2009 – IBM Research builds  microscope with 100 million times finer resolution than current MRI, extending three-dimensional MRI to the nanoscale.

 2009 - IBM scientists reach a landmark in the field of nanoelectronics: the development and demonstration of novel techniques to  measure the distribution of energy and heat in  powered carbon nanotube devices. By employing these techniques, IBM researchers have determined how the energy of electrical currents running through nanotubes is converted into heat and dissipated into collective vibrations of the nanotube's atoms, as well as surface vibrations of the substrate beneath it.

2009 - IBM scientists in collaboration with the University of Regensburg, Germany, and Utrecht University, Netherlands, for the first time demonstrate the ability  to measure the  charge state of individual atoms using non contact atomic force microscopy.

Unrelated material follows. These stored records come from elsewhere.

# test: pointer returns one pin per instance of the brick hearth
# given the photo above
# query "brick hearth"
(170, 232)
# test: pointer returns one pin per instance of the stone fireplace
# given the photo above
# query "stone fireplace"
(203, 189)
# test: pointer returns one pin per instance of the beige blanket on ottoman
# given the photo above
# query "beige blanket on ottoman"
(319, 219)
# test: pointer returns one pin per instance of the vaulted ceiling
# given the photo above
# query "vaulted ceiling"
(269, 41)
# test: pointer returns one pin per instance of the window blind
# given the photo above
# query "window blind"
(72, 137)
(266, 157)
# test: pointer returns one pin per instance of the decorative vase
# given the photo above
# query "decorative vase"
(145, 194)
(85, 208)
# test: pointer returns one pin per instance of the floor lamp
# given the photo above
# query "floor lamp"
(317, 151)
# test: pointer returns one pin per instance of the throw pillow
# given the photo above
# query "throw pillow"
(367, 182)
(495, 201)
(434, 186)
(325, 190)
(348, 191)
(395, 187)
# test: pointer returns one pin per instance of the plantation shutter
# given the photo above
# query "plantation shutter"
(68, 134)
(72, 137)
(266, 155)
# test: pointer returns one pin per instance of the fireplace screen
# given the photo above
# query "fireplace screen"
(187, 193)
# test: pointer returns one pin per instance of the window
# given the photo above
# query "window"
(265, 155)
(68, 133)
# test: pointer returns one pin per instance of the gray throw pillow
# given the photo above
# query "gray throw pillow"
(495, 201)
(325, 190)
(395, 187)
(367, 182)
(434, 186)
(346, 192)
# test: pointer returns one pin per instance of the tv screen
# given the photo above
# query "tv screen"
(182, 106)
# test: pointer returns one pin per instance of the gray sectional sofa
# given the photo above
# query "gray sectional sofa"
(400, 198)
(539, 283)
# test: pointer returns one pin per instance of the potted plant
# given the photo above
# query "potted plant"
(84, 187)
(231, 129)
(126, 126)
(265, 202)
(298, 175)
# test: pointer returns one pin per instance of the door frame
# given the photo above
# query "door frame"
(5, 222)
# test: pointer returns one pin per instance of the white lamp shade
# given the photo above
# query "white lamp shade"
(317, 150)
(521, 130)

2009 - In an effort to achieve energy-aware computing, the Swiss Federal Institute of Technology Zurich (ETH) and IBM plan to build a  first-of-a-kind water-cooled  supercomputer that will directly repurpose excess heat for the university buildings. The system is expected to save up to 30 tons of CO2 per year, compared to a similar system using today's cooling technologies.

 

2009 – IBM launches new research effort for  next generation electric energy storage, exploring battery technologies to drive electric vehicle adoption and make energy grids more efficient.